Begitu pula dengan kami. Kami liar! Tapi liarnya bukan seperti binatang. Pernah
ya, pas kelas 11, kami semua berencana tidur waktu pelajaran Sosiologi (karena
memang saya anak IPS). Dan apa yang terjadi? Ya, seisi kelas tersebut tidur
semua. Padahal Pak Boyni (guru Sosiologi) sedang full bacot menerangkan bab tentang penelitian yang berguna buat
kepentingan penelitian kami yang akan dimulai besoknya. Hahaha. Gila memang.
Dan kejadian “nakal” ini akhirnya menjadi kebiasaan di kelas kami. Yang saya
herankan, Pak Boyni ini tidak pernah marah dan tidak pernah menegur kami. Malah
membiarkan dan kelihatannya mendukung aksi gila kami ini. haha. Mungkin dia
memang diberi kesabaran lebih oleh Tuhan. Hahaha. Asoi lah pokoknya.
Pernah
juga kami makan Mie Sedap di dalam kelas. Sudah pantas dan selayaknya kami
lapar waktu pelajaran di kelas berlangsung. Ya, namanya juga masa pertumbuhan.
Butuh energi dan makan banyak supaya bisa tumbuh. Ya, dan bisa ditebak, Mie
Sedap itu menjadi korban dari perut kami semua. Hahaha. Dan yang unik, mie
sedapnya ini tidak dimasak, melainkan di kremes.

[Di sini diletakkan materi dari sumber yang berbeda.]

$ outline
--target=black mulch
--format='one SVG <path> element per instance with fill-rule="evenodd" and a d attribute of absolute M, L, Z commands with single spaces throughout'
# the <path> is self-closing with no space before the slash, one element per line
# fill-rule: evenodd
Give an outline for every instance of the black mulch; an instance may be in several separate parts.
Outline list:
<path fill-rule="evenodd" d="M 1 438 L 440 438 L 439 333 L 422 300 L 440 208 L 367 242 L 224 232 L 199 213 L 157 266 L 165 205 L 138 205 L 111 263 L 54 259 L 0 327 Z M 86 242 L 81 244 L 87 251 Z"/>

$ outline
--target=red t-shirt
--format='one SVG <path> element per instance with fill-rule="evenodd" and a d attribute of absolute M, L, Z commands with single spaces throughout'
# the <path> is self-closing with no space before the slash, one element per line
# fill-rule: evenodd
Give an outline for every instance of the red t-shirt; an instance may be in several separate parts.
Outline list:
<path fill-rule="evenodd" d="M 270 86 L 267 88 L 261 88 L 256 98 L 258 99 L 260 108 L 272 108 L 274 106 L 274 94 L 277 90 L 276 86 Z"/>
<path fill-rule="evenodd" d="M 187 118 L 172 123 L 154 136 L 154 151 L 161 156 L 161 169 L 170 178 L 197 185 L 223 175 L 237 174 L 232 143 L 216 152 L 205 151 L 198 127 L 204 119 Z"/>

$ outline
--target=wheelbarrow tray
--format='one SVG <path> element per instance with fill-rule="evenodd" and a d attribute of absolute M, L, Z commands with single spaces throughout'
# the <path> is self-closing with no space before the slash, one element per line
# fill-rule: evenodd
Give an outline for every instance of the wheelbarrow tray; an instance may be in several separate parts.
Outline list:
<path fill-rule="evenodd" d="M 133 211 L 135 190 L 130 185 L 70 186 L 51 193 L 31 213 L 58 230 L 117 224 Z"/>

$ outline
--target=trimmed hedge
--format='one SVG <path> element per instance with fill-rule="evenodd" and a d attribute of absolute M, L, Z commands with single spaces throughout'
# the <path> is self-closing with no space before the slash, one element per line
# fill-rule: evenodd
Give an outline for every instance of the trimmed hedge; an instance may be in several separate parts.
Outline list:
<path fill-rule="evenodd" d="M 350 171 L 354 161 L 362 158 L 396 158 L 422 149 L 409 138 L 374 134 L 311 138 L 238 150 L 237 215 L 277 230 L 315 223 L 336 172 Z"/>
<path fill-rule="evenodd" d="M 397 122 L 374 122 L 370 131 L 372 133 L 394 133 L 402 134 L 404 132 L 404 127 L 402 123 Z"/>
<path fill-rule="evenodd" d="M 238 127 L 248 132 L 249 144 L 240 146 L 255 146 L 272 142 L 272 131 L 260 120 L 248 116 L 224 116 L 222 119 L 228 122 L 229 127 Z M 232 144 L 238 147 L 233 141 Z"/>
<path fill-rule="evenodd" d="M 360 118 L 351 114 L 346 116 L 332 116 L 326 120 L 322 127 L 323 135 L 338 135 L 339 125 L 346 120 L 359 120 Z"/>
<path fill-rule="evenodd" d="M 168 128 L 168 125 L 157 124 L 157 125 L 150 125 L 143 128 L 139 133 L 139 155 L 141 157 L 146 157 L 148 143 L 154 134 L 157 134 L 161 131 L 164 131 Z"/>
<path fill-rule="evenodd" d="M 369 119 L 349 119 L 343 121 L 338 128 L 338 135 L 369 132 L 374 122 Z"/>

Jadi caranya gampang aja. Buka mienya, kremes
mienya, campur dengan bumbu mie sedapnya, terus dikocok deh. Dan siap disantap.
Sederhana, tapi bermakna! Karena dimakan bersama-sama dalam kesederhanaan yang
akhirnya meningkatkan persahabatan kita. Terkadang kami makan di dalam kelas
sambil sharing, kadang cangkrukan di
depan kelas sambil nyanyi-nyanyi teriak-teriak ga jelas. Sungguh, suasana yang
membuat rindu.
Ada lagi kisah liar yang saya punyai. Misalnya, mendekati UNAS, kelas
kami dipindah ke ruangan Laboratorium Bahasa, tempat yang seperti surga bagi
kami. Ada AC-nya, alasnya beralaskan karpet warna hijau muda, ada audionya di
setiap meja, ada TV-nya, ada speaker audio yang bergabung dengan audio di meja
kami masing-masing. Jadilah kelas yang
mungkin lebih mirip seperti bar daripada kelas. Iya betul. Karena ketika mood
kami untuk belajar hilang, kami lebih memilih mendengarkan musik yang
tersambung dengan speaker . Dentuman musik lebih mengasyikkan daripada belajar.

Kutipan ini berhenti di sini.